Novi Sad Synagogue ( or ) is  one of many cultural institutions in Novi Sad, Serbia, in the capital of Serbian the province of Vojvodina. Located on Jevrejska (Jewish) Street, in the city center, the synagogue has been recognized as a historic landmark. It served the local Neolog congregation.

The new synagogue, the fifth to be erected at the same location since the 18th century, became a major project for the entire Jewish community of Novi Sad, on which construction began in 1905 and was completed in 1909. Projected by Hungarian architect Baumhorn Lipót, it was part of a bigger complex of buildings that included on both sides of the synagogue two edifices decorated in a similar pattern: One building served as the Jewish school and other as offices of the Jewish community.

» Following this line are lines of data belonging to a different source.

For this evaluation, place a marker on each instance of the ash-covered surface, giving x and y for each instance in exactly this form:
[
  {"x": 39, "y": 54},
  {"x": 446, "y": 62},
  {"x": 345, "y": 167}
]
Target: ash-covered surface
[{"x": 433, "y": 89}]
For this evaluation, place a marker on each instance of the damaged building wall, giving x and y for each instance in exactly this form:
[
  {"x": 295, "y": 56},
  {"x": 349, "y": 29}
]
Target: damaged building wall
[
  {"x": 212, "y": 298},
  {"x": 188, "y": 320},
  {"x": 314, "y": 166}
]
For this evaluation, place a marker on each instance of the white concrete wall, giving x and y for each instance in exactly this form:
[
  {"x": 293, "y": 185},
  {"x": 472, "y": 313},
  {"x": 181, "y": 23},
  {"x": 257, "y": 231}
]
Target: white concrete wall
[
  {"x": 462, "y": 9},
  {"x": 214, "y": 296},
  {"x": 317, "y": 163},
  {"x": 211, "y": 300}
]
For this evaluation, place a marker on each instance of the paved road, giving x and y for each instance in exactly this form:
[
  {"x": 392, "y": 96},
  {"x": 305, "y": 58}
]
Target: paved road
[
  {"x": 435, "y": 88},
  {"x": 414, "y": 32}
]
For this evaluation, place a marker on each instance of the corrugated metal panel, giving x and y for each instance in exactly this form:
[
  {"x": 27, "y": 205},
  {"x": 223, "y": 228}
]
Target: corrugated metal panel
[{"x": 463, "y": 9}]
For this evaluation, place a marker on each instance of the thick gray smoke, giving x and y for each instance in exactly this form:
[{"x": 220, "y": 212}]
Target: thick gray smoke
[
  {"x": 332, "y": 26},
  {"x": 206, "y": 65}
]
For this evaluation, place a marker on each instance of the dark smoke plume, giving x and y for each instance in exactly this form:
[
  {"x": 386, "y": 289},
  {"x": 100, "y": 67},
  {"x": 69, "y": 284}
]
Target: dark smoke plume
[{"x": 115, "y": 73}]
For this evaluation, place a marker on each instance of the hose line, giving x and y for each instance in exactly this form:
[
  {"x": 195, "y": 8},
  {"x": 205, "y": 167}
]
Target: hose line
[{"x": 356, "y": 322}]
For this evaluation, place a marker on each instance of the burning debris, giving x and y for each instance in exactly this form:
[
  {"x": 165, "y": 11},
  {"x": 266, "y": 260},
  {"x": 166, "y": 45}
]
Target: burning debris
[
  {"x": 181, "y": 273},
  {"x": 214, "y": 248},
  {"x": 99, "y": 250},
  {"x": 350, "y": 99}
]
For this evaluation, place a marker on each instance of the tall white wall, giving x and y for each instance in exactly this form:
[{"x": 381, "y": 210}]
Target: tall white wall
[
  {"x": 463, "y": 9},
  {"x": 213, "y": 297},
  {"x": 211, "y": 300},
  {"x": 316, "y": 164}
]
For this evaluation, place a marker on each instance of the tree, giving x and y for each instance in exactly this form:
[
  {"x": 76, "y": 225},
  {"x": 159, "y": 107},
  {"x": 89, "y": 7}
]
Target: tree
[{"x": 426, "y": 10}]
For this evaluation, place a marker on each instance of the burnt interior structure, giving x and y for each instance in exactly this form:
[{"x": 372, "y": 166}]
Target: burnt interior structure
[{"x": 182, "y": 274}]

More than 4,000 Jews lived in Novi Sad before the Second World War, out of a total population of 80,000. Only about 1,000 of them survived the Holocaust that followed the German invasion of Yugoslavia in 1941 and the annexation of Bačka region by Hungary. Many moved to Israel after the war. There are an estimated 400 Jews living in Novi Sad today. Currently, while the synagogue is not used for religious ceremonies, it is used for many cultural concerts and events.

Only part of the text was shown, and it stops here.